What is the mass of potassium hydroxide, KOH that must be added to 250.0cm³ of 0.10moldm^-3 hydrofluoric acid, HF in order to obtain a solution with pH of 3.3?
[Relative atomic mass, H = 1; O = 16; K = 39; Ka HF = 6.8 x 10^-4]


Attempt of solution:

The objective is to find "At what concentration of HF would the solution be of pH 3.3?"
Using the relation Kac = [H⁺]², and [H⁺] = 10^-3.3, the desired concentration is c = (10^-3.3)² / 6.8 x 10^-4 = 3.7 x 10^-4 moldm^-3.
Initial concentration = 0.10 moldm^-3, thus the reduction in concentration is 0.10 - 3.7 x 10^-4 = 9.96 x 10^-2 moldm^-3.
The number of mole in such concentration is (9.96 x 10^-2) x 0.25dm³ = 2.49 x 10^-2 mol.
Since KOH --> K+ + OH-, and HF <---> H+ + F-, the amount of substance is 1:1 so that the number of mole of KOH required is also 2.49 x 10^-2 mol.
Thus, the mass of KOH required is (2.49 x 10^-2) x (1+16+39) = 1.39g.

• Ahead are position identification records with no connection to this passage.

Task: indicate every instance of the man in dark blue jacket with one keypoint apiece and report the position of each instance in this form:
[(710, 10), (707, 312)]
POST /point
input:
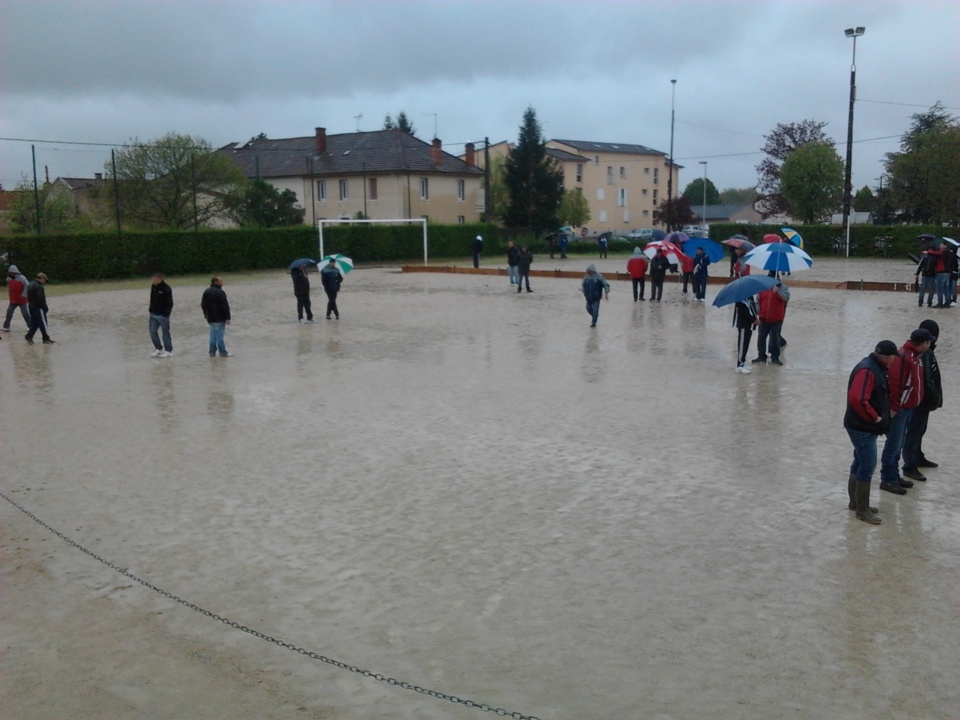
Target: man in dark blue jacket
[(867, 416)]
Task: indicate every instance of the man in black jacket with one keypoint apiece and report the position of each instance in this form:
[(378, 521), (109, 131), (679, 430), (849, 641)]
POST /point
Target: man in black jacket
[(867, 416), (37, 300), (216, 311), (161, 305)]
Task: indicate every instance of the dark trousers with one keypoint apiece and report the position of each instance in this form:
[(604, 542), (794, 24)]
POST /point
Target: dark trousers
[(303, 305), (768, 340), (656, 288), (524, 277), (38, 321), (332, 304)]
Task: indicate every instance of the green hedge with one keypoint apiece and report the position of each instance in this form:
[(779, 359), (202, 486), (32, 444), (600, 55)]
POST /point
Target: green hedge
[(101, 256)]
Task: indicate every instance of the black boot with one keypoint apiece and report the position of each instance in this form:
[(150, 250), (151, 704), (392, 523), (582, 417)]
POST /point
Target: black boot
[(851, 490), (864, 511)]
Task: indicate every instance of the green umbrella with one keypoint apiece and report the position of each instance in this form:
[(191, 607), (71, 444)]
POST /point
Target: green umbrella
[(344, 264)]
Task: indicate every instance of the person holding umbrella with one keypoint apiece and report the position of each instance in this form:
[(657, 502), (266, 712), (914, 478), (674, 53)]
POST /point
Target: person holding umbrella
[(331, 278), (301, 289), (867, 416)]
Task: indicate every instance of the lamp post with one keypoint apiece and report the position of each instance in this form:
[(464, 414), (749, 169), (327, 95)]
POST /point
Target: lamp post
[(703, 215), (673, 97), (847, 188)]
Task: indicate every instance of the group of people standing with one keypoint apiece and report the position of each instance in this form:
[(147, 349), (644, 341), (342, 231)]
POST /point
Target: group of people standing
[(30, 298), (891, 392)]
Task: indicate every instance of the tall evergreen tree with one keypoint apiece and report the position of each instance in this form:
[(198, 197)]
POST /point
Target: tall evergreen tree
[(534, 180)]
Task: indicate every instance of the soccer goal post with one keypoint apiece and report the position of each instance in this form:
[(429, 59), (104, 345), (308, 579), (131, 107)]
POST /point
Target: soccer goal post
[(397, 221)]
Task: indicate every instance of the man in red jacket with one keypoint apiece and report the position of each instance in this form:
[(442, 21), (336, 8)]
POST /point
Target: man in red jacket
[(773, 308), (906, 393)]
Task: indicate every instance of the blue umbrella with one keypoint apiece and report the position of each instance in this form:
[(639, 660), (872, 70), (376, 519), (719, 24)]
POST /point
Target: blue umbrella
[(742, 288), (711, 248), (779, 257), (302, 261)]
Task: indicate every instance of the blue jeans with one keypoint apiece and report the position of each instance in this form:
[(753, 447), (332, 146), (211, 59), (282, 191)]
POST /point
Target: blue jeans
[(593, 307), (159, 322), (864, 454), (944, 293), (890, 458), (217, 331)]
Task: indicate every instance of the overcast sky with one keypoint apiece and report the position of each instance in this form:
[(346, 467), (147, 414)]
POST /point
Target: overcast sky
[(105, 71)]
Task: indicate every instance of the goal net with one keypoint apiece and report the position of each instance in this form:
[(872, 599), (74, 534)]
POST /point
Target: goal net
[(398, 221)]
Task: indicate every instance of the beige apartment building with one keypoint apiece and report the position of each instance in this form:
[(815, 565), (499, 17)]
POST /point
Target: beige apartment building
[(623, 183), (384, 174)]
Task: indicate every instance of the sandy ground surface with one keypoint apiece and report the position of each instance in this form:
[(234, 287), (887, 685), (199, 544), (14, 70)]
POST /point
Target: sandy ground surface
[(472, 491)]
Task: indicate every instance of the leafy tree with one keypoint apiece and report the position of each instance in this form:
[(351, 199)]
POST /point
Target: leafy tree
[(674, 213), (173, 182), (574, 209), (811, 181), (58, 212), (402, 123), (534, 180), (864, 201), (738, 196), (784, 139), (925, 174), (262, 205), (694, 192)]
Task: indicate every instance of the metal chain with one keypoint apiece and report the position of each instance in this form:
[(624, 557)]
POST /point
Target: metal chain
[(243, 628)]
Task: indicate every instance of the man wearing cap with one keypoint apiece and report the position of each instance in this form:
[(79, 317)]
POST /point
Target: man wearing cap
[(906, 393), (37, 300), (17, 290), (913, 457), (477, 249), (867, 416)]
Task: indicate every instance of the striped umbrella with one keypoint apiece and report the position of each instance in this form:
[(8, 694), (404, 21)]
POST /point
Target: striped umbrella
[(344, 264)]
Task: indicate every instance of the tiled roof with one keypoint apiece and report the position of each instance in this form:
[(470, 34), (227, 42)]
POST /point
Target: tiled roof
[(381, 151), (622, 148)]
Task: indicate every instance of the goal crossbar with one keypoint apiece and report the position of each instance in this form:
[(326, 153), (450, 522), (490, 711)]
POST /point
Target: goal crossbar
[(396, 221)]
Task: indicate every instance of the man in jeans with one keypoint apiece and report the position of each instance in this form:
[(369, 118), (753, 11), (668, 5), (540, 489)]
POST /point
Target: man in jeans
[(906, 393), (867, 416), (216, 311), (161, 305)]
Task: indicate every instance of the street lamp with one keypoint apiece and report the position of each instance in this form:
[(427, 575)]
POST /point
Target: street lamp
[(673, 96), (847, 189), (703, 215)]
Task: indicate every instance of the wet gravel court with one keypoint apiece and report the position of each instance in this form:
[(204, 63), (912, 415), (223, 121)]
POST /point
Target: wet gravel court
[(469, 490)]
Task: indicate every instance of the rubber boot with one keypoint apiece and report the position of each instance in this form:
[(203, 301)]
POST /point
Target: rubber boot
[(864, 511), (851, 486)]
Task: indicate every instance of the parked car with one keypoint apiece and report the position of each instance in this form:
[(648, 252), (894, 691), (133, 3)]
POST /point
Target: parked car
[(695, 231)]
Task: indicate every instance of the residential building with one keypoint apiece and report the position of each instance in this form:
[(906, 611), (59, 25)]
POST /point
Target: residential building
[(380, 175), (623, 183)]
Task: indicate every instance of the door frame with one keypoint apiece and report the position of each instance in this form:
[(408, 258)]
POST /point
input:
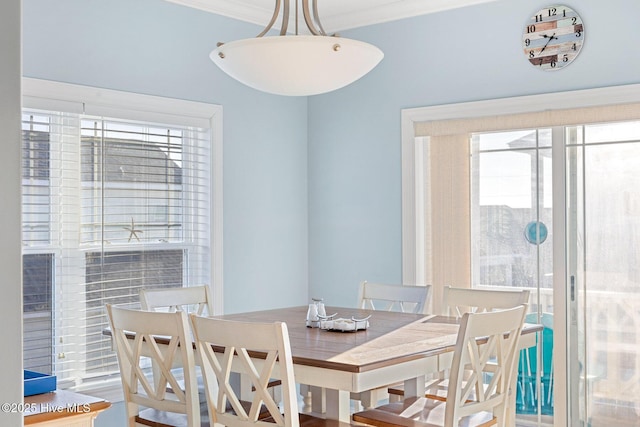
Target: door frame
[(412, 179)]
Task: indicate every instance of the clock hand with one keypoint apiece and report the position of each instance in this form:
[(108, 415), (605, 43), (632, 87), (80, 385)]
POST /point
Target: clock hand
[(551, 37)]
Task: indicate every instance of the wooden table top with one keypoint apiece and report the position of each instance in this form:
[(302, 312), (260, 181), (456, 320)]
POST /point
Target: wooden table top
[(391, 338)]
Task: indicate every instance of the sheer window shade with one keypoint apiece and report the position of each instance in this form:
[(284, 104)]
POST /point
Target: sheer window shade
[(447, 171), (115, 205)]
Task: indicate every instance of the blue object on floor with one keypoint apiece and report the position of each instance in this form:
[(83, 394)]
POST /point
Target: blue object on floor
[(528, 366), (37, 383)]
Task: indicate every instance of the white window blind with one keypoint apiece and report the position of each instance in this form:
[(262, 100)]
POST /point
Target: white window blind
[(110, 206)]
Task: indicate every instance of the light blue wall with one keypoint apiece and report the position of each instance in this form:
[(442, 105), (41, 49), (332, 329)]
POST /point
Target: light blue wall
[(159, 48), (450, 57)]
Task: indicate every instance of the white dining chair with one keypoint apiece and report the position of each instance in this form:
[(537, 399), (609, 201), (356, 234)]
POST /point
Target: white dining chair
[(195, 299), (191, 299), (148, 369), (263, 352), (486, 347), (403, 298), (382, 296), (457, 301)]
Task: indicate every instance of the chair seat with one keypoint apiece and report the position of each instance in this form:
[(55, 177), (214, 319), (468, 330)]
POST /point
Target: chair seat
[(418, 412), (434, 389), (155, 418)]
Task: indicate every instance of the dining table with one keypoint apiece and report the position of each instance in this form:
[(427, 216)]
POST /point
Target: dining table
[(393, 348)]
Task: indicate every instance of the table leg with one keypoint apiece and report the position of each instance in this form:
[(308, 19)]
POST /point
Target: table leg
[(414, 387), (338, 404)]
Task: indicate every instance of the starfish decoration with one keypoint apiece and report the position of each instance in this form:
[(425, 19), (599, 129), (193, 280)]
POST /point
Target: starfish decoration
[(133, 231)]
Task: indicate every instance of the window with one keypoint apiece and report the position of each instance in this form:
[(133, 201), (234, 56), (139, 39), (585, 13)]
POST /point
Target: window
[(113, 201)]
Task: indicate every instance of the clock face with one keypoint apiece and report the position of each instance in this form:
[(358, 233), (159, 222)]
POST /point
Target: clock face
[(553, 37)]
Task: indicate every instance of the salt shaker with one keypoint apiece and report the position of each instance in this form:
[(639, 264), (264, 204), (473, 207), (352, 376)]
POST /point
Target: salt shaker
[(312, 313), (321, 310)]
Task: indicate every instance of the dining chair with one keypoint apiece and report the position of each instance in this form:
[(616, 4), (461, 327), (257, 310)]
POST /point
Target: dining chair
[(147, 367), (190, 299), (381, 296), (455, 303), (403, 298), (486, 348), (260, 350)]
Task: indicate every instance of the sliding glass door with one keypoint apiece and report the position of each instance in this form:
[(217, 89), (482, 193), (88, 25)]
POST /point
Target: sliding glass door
[(511, 227), (603, 269)]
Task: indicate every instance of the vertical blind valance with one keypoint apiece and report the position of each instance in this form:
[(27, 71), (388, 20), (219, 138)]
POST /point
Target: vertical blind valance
[(547, 118), (110, 206)]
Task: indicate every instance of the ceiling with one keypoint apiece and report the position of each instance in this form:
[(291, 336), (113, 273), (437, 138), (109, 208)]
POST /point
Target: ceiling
[(336, 15)]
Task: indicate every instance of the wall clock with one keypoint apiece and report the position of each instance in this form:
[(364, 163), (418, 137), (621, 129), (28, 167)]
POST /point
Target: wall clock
[(553, 37)]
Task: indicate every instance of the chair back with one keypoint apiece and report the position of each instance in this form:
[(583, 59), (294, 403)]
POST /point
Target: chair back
[(404, 298), (457, 301), (148, 345), (483, 363), (233, 341), (192, 299)]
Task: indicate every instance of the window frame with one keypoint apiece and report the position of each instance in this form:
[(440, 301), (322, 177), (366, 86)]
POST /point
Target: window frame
[(64, 97), (413, 181)]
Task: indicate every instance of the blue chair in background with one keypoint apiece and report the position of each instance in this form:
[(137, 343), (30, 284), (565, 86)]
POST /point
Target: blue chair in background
[(529, 368)]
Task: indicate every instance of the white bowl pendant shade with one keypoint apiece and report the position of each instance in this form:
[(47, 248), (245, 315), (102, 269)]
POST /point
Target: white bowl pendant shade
[(296, 65)]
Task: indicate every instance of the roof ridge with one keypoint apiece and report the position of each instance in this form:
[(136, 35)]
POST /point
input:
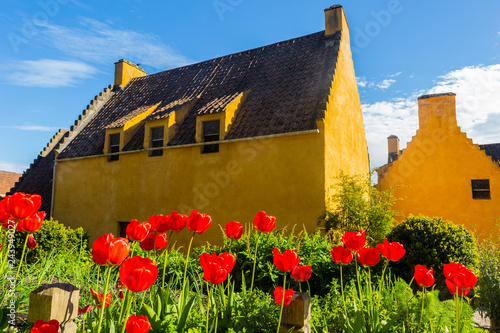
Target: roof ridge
[(231, 54), (87, 115)]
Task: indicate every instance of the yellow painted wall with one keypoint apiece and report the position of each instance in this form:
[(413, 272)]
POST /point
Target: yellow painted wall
[(234, 184), (345, 141), (436, 170)]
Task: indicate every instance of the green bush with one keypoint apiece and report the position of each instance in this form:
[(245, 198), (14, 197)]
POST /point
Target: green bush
[(358, 205), (53, 235), (433, 242), (489, 278), (313, 249)]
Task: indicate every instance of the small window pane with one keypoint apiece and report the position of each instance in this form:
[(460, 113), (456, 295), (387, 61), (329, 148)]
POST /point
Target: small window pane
[(114, 146), (211, 132), (157, 141), (480, 189)]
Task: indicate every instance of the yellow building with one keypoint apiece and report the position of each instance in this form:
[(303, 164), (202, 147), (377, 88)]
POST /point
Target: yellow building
[(442, 172), (264, 129)]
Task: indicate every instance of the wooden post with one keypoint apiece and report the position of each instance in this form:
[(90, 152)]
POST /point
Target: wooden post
[(57, 301), (297, 314)]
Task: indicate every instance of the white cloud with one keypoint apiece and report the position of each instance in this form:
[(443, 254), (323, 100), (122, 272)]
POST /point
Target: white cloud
[(384, 84), (48, 73), (99, 42), (478, 110), (12, 167), (32, 128)]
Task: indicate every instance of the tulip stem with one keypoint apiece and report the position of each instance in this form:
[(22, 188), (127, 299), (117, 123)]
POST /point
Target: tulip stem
[(127, 312), (282, 304), (254, 262), (22, 258), (165, 262), (342, 290), (185, 273), (103, 305), (208, 304)]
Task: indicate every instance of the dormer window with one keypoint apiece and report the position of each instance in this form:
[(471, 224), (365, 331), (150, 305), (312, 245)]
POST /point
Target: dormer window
[(114, 146), (211, 133), (157, 135)]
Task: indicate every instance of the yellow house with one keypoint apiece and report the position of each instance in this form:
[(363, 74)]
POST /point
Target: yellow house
[(442, 172), (264, 129)]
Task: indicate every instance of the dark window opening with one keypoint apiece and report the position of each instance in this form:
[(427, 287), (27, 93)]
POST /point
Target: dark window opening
[(211, 133), (122, 226), (157, 141), (481, 189), (114, 146)]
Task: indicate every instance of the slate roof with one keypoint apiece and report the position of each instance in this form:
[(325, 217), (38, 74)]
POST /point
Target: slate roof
[(492, 150), (289, 83), (7, 181), (38, 179)]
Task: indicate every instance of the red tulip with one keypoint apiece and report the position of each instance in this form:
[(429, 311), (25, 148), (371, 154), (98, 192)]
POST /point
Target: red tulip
[(287, 261), (4, 215), (138, 274), (21, 206), (459, 279), (354, 241), (107, 250), (99, 298), (158, 223), (302, 273), (368, 256), (177, 222), (85, 309), (278, 295), (198, 222), (137, 324), (234, 230), (392, 251), (137, 231), (149, 243), (32, 223), (423, 276), (340, 255), (52, 326), (31, 242), (263, 222)]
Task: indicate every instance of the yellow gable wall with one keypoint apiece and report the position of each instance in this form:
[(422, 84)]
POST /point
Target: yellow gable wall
[(282, 176), (436, 169), (345, 140)]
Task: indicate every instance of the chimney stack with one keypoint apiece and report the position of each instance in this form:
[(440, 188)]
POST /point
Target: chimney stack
[(393, 148), (126, 71), (437, 111), (334, 19)]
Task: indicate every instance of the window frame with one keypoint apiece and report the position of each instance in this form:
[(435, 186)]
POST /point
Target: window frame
[(113, 147), (153, 141), (480, 192), (211, 137)]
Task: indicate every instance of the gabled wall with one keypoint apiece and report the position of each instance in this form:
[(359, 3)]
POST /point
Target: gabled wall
[(436, 169)]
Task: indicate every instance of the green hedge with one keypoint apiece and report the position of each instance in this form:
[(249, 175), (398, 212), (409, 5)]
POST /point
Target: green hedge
[(433, 242)]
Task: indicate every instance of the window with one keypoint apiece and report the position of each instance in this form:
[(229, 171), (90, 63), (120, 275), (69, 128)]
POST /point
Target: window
[(211, 130), (157, 141), (481, 189), (122, 229), (114, 146)]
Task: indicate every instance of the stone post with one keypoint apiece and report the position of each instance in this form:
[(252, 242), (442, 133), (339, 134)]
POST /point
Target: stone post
[(55, 301), (297, 314)]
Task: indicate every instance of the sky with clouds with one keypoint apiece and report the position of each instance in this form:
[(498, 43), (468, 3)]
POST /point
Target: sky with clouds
[(58, 54)]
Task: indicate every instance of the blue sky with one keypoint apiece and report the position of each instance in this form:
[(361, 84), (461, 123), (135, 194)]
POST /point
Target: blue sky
[(58, 54)]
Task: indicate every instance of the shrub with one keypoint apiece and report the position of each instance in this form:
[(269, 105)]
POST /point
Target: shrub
[(358, 205), (433, 242), (489, 277), (53, 235)]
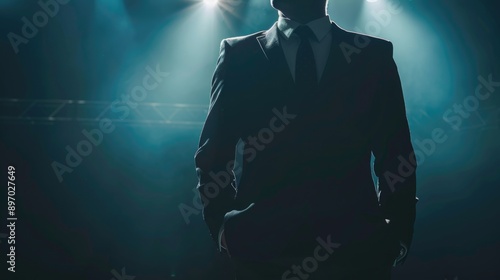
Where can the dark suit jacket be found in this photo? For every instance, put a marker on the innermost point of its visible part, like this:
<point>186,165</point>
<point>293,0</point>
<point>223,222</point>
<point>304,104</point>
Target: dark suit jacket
<point>309,175</point>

Anyway, I've got the wrong answer, please help me... 

[Borek]

Solution contains both acid and conjugated base. Does it sound a bell?

[exec]

err.... unfortunately no...

HF <---> H+  +  F-     and         KOH ----> K+   +   OH-

Then...?

[enahs]

Look at buffer solutions and Henderson-Hasselbalch equations.

[vhpk]

No, it can't make KF but KHF₂, can't dissolve like that